The response is hardly monolithic. In interviews with about 20 couples and people who study gay culture, those most interested in marriage had children or pressing concerns about health or mortality. Younger couples, from an era when gays were less closeted, were inclined to consider marriage an entitlement that would erase their perceived second-class status. And couples who came of age in the 1960’s and 1970’s were more likely to see marriage as a heterosexual institution, symbolizing a system that they could not, or would not, want to be part of.

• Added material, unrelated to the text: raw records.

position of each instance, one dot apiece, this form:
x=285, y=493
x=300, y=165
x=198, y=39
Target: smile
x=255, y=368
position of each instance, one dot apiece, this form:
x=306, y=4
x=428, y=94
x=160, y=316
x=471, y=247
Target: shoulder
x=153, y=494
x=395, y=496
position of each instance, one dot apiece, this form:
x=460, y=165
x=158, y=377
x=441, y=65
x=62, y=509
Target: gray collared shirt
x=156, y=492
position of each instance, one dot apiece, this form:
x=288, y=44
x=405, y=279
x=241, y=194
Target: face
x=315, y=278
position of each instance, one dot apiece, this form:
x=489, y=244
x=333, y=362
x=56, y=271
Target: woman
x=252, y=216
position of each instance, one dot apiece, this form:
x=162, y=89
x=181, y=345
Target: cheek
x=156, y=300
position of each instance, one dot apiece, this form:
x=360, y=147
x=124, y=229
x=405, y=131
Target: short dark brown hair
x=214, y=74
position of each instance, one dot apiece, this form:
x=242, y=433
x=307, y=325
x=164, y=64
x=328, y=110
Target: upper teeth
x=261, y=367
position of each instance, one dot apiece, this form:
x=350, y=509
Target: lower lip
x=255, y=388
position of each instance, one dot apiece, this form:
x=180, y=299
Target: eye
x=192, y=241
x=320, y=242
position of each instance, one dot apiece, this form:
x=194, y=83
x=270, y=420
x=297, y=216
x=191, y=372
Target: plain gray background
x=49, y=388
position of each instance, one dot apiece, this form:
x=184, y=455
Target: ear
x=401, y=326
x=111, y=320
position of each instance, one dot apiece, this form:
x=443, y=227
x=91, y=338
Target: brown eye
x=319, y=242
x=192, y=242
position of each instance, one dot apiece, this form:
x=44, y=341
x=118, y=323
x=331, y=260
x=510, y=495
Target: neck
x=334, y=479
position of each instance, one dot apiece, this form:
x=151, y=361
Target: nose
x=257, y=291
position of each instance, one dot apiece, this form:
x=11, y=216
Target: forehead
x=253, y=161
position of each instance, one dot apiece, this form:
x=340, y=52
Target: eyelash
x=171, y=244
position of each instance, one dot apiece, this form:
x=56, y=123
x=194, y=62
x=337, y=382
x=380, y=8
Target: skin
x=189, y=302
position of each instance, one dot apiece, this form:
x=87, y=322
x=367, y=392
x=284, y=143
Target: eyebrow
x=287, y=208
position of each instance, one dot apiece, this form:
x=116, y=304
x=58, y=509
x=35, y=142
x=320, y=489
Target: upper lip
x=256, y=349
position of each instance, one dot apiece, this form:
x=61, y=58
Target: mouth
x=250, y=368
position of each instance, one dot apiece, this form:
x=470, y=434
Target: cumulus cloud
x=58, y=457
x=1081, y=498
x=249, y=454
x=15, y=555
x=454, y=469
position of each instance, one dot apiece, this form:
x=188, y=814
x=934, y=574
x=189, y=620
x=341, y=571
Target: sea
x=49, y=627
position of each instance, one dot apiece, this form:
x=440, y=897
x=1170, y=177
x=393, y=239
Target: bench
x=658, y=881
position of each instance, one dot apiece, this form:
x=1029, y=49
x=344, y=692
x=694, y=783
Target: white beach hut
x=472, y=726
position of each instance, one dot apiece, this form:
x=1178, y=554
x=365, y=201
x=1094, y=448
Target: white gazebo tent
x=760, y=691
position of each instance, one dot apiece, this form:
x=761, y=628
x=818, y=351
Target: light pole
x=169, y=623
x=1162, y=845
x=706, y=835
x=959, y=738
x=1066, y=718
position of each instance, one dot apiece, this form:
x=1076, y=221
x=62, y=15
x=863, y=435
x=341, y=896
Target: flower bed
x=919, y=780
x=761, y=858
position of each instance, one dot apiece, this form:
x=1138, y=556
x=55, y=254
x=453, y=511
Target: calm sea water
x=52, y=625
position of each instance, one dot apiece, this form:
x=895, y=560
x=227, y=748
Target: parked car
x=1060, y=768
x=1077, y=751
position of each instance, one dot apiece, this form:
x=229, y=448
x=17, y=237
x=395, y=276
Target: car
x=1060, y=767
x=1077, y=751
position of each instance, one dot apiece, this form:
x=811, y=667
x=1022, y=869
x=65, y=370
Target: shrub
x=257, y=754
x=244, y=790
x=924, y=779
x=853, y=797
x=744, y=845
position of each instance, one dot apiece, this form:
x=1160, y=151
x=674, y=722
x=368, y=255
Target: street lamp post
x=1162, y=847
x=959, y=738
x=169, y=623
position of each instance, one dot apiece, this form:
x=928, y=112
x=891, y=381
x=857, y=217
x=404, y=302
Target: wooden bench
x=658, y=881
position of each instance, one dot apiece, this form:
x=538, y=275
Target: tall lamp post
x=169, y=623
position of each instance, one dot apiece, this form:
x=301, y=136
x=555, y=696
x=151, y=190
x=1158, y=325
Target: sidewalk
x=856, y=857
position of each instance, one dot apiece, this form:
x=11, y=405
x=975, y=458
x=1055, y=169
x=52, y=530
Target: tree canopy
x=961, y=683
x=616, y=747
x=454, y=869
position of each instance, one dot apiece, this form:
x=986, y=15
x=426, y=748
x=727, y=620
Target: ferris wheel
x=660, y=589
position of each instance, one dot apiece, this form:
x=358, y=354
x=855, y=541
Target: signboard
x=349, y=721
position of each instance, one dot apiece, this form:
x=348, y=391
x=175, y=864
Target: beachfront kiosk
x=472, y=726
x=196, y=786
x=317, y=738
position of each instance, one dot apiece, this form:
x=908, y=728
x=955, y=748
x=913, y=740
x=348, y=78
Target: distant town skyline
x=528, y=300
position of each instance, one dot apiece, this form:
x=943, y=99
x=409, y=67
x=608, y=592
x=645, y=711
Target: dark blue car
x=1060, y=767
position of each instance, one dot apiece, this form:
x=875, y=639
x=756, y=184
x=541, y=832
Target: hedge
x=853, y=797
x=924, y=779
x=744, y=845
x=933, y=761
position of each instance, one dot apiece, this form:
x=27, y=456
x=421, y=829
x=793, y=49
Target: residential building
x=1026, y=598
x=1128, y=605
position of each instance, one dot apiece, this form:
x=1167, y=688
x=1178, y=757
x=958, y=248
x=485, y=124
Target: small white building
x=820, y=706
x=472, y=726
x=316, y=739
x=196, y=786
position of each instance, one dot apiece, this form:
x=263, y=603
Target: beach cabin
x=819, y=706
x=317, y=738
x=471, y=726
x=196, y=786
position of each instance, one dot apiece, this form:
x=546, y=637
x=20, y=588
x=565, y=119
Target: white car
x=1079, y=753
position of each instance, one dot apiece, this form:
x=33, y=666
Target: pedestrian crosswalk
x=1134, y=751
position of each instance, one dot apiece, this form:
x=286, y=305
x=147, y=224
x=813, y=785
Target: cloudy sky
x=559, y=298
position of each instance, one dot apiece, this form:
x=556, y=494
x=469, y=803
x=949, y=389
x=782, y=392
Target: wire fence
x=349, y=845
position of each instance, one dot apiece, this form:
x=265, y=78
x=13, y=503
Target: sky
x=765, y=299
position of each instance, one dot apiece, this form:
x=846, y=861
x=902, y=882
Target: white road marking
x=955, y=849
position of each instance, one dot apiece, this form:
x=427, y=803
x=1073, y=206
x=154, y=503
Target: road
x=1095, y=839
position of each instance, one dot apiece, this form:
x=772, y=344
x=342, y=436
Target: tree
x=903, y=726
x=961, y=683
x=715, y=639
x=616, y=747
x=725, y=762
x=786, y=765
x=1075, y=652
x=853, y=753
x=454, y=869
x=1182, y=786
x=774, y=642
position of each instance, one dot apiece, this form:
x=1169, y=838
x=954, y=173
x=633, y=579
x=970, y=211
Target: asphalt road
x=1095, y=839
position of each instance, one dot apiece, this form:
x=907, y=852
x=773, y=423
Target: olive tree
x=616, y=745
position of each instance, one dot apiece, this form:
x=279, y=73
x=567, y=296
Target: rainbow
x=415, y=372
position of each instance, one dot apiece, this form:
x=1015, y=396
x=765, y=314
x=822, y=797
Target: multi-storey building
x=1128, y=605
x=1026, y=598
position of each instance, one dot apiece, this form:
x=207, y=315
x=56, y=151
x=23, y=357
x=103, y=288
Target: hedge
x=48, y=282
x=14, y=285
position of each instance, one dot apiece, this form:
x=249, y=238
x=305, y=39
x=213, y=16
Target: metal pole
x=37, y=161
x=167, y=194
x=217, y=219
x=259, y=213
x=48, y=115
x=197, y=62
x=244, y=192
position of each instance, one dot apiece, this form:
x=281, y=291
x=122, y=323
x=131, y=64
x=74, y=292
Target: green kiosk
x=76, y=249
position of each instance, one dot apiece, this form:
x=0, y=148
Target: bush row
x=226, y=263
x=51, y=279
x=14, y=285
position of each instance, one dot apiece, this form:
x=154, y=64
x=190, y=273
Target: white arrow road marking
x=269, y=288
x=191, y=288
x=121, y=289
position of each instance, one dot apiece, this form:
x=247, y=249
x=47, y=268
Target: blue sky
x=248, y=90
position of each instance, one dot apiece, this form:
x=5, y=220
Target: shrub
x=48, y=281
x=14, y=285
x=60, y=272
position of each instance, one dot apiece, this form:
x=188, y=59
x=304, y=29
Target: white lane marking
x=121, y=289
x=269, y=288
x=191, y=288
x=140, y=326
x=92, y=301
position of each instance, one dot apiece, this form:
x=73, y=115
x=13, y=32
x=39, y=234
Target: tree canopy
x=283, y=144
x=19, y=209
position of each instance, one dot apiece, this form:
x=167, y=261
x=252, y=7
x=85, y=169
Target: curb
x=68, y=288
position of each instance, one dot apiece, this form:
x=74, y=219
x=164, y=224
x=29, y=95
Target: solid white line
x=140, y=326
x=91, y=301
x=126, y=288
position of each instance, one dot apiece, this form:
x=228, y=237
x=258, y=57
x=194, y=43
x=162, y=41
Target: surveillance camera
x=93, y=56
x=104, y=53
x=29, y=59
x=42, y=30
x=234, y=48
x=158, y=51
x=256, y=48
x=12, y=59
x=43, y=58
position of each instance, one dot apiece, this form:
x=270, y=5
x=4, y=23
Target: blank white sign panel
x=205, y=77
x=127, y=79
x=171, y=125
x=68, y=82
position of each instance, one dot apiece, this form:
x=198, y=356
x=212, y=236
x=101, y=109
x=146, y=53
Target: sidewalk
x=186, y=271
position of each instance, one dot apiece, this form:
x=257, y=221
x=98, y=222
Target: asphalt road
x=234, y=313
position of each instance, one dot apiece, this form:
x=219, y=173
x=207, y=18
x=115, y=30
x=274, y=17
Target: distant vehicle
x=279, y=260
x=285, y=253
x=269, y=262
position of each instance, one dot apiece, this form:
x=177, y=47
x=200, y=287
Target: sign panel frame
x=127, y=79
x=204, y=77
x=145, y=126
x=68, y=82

I see this as relating to how one defines marriage. If you strip away all the baggage and look at it as a promise, a commitment, to that other person and extending out to their family (the vows in our wedding were sealed with ‘I will’ not ‘I do’ as a sign that it wasn’t about today, but for all days), perhaps it’s easier to digest. But when I read comments about how people are rejecting marriage as a patriarchal institution or otherwise finding reasons to reject it, I have to wonder at the strength of their commitment. At its core, that’s what marriage is: commitment.
Some couples in the article are described as “not being ready” for it but there’s a tone of superiority, that only they who have been excluded understand the commitment: “it’s not just a slip of paper.” I suppose this refers to the generally brittle state of marriage as an institution in this culture, but at the same time, generalizations are a poor excuse. As for readiness, who can say if they’re really ready? The commitment is not to being ready, but to being willing to make the effort.
The other argument is also used by straight couples who pair off without a ceremony, protesting all the while that they are committed but don’t need the “approval” of the state. The state isn’t approving anything, but acknowledging what some people claim as fact but won’t commit to (that word again). I don’t buy the idea that one can just back into marriage as it were a land claim or squatters rights. Going through the motions for some period of time isn’t the same as openly committing yourself to someone else and a relationship. To hold the relationship — and your commitment to the alleged partner — at arm’s length is bad faith.
And it seems to me that a display of commitment would go long way to defeating the generalizations about promiscuity and anonymous sex as a big part of what the gay community is about. I know there are committed gay relationships: I’ll have an example to dinner tomorrow as my nephew and his partner join us. But articles like the one quoted don’t help.